When a user clicks on the “Message” button it will take them to the organization’s home page for Zix Secure Messaging and they will have the ability to register an account to login and see what was sent to them. The email and Zix landing page can vary visually and from what i’ve gathered, Zix’s clients have the ability to upload their own logos and customize some of the forms and options.
The registration form seemed cut and dry.
After clicking register, this form popped up:
Normally, I wouldn’t have thought much of this. It’s a standard registration form. In theory, many people can abuse registration forms, so it’s not that uncommon. However, my interest was peaked by a few observations:
- This appeared to be a standalone solution hosted by Zix.
- Employees have to register for accounts to see secure messages.
- There’s a good chance that employees have received or sent a secure message that would have to pass through Zix.
- Many organizations will setup accounts for employees on a whim, without telling them first.
Picking up what I’m putting down?
Exploitation
The only thing funnier than a good Cross-Site Request Forgery vulnerability is when a Business Logic Flaw helps you achieve a CSRF-like result [This isn’t a CSRF]. Do you hate the hassle of having to setup infrastructure or hope that your spear phish campaign doesn’t get burnt? Say no more!
Before attempting to attempt exploitation, I had to evaluate if this methodology was even sound to begin with. I registered with an email address that I own to check the legitimacy of the email.

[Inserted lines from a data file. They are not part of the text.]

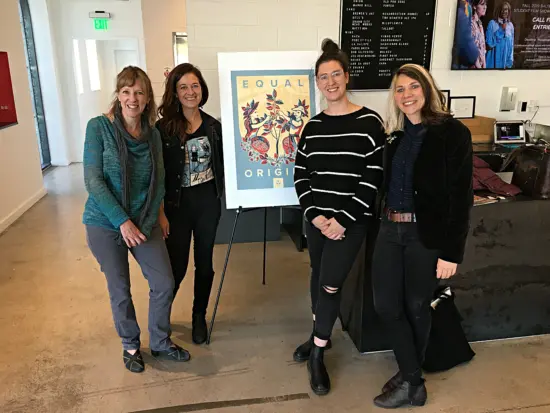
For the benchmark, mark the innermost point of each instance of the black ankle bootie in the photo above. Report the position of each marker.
(318, 375)
(394, 382)
(133, 362)
(403, 395)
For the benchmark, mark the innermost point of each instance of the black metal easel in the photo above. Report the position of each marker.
(237, 215)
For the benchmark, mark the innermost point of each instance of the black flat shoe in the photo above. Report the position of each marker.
(392, 383)
(175, 353)
(200, 330)
(303, 351)
(403, 395)
(133, 362)
(319, 379)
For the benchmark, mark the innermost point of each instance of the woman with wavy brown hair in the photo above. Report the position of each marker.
(193, 159)
(124, 177)
(426, 201)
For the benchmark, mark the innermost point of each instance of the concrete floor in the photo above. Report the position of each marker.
(61, 353)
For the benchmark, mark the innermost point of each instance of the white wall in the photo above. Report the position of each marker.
(69, 20)
(107, 51)
(159, 23)
(248, 25)
(56, 121)
(21, 183)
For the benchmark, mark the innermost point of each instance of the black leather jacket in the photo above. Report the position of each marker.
(442, 183)
(174, 158)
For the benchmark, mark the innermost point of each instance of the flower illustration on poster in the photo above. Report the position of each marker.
(271, 110)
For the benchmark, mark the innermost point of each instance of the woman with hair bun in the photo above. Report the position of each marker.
(337, 174)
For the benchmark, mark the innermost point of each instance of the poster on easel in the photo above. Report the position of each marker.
(266, 100)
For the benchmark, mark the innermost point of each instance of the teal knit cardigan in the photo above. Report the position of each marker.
(103, 178)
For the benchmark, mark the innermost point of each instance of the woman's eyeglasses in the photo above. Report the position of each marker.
(336, 75)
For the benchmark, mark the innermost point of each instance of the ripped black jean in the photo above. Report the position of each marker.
(331, 262)
(404, 280)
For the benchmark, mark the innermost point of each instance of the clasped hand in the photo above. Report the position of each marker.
(330, 228)
(131, 234)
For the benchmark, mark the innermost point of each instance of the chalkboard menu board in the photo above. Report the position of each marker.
(381, 35)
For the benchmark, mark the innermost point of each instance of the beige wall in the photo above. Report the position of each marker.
(21, 184)
(158, 24)
(254, 25)
(249, 25)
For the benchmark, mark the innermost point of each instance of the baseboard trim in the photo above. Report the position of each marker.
(21, 209)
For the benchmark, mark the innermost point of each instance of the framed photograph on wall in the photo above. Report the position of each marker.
(463, 107)
(446, 95)
(8, 114)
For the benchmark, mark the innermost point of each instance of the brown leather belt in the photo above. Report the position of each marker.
(395, 216)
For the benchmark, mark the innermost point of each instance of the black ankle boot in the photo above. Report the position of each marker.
(318, 376)
(394, 382)
(303, 351)
(402, 395)
(200, 331)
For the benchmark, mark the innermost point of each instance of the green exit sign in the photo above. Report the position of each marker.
(101, 24)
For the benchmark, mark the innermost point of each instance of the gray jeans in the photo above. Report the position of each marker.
(111, 253)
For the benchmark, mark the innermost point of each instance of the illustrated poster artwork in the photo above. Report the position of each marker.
(271, 108)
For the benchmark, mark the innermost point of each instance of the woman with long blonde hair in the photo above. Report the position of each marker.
(426, 200)
(124, 177)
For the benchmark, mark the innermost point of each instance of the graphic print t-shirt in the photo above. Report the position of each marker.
(198, 159)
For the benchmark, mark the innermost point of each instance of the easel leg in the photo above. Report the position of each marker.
(239, 211)
(265, 241)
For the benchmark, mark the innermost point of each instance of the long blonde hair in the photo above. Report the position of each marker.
(435, 108)
(128, 77)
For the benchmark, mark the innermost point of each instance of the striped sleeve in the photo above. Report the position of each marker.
(362, 202)
(302, 183)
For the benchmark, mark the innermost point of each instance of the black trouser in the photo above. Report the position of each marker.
(404, 280)
(198, 215)
(331, 262)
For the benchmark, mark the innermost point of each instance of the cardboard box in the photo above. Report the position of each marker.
(482, 128)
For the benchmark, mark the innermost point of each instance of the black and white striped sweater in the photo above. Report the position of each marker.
(339, 166)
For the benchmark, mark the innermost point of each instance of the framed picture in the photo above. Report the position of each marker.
(8, 114)
(266, 100)
(446, 95)
(463, 107)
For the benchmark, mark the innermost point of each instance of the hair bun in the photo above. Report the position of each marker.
(328, 46)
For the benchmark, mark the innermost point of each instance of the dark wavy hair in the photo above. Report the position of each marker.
(331, 52)
(172, 121)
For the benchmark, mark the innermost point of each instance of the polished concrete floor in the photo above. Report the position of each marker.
(61, 353)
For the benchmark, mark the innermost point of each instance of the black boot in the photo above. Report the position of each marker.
(394, 382)
(303, 351)
(200, 330)
(402, 395)
(318, 376)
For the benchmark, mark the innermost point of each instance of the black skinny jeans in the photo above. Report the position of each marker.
(331, 262)
(404, 280)
(198, 215)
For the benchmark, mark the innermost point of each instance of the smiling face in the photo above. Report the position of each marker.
(481, 8)
(332, 80)
(505, 13)
(189, 91)
(409, 97)
(133, 100)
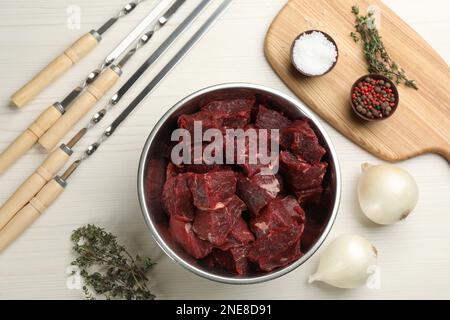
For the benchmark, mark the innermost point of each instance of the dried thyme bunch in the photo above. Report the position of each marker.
(376, 55)
(107, 268)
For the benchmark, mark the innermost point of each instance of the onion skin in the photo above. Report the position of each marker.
(346, 263)
(386, 193)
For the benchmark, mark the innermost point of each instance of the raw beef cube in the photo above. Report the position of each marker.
(233, 113)
(289, 255)
(208, 120)
(300, 174)
(279, 213)
(177, 198)
(240, 235)
(183, 234)
(301, 140)
(309, 195)
(233, 260)
(252, 163)
(210, 190)
(271, 119)
(271, 251)
(258, 191)
(215, 225)
(199, 163)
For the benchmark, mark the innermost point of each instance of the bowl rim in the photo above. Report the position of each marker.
(220, 278)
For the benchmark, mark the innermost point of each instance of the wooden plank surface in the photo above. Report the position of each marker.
(422, 122)
(414, 255)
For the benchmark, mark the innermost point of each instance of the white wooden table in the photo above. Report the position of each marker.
(414, 255)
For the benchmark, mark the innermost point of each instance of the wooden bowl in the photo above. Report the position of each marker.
(292, 53)
(376, 77)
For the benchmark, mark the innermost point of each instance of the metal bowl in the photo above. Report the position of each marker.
(151, 176)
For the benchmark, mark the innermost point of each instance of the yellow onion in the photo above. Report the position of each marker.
(347, 262)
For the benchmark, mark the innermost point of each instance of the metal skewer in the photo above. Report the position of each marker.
(54, 188)
(67, 59)
(59, 157)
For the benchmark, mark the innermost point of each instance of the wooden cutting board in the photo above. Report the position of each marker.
(422, 122)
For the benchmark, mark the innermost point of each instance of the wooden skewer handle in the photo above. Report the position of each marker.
(80, 107)
(28, 138)
(25, 217)
(48, 169)
(56, 68)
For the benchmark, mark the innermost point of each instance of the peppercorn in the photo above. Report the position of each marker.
(373, 98)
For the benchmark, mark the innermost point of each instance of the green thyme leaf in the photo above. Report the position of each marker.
(107, 268)
(377, 57)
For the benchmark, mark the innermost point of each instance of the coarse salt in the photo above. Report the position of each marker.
(314, 54)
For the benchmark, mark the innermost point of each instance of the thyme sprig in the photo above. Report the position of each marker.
(375, 52)
(107, 268)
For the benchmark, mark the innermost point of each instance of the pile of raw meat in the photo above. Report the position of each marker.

The wildest part about this email is that it appears to come from the organization. Oh wait, it does, because it IS from the organization. If a skeptical employee were to click on the link to see if it was legitimate, they would see the following:
The domain would be hosted by Zix, with the organization’s name as a subdomain. It’s a legitimate domain, therefore it’s a lot easier to potentially trick employees. Social engineering is already an excellent vector and the propensity to initiate actions when the email comes from a trusted organizational source…well, you do the math.
Exploitation was simple. I clicked register and submitted various employee names enumerated off of Google with the following Google dork:
intext: "@company.com"
While registering these employees, I used the same password in-order to make it easier to check if the initial social engineering attempts were successful. In other words, don’t make your life difficult. Using different passwords would be OK, but you’re going to have to remember them. Scripting a login solution might be your best bet if you plan to go this route.
24 hours later, I checked multiple accounts, and some employees had fell for the attempts.
The best part about taking over an employee Zix account? It’s like having access to their primary work email. You can now perform spear phishing attacks as an employee of the organization with native attachments included <3
Here’s another example of yet another organization:
But wait! There’s more! In some cases, clicking on the “Sent Mail” tab can yield the attacker with some fantastic loot. It’s not unlikely to find employee rosters, bank account numbers, address lists, client contracts, sensitive archives, etc. Here’s an example of what the sent mail tab would look like if the employee has responded to sensitive emails in the past. If attachments are included within the email, you’ll see a paperclip.
Limitations & Workarounds
There are several caveats to this attack. If the organization is too small, you’re unlikely to yield successful results from this form of attack. In order for this attack to work properly, you probably want to target medium to large organizations where communication is difficult. It’s a lot harder to figure out what’s going on when your company operates in dozens of countries and hundreds of regions. The other part of this attack that increases the intensity is the sheer lack of operational understanding. You’re more likely to end up with one of your acquired accounts having its password reset than being prevented from carrying out further spear phishing campaigns.
Can this be prevented? Well, the answer is yes, but it requires the organization to rework the business logic of their Zix registration form - which also requires the organization to understand the general exploitation methodology. It wouldn’t be too difficult to see all of the account registration attempts and determine that someone was abusing the form.
Okay okay, that’s great - but how do I keep on spear phishin' with Zix?
You’ve heard it here first. Many of the organizations that were analyzed allow users to register, as you’ve seen. If you remember correctly - I stated that I first tested the registration flow with a personal email…wait what?? Yes, and while this may not be as effective as having an employee account, there’s still hope.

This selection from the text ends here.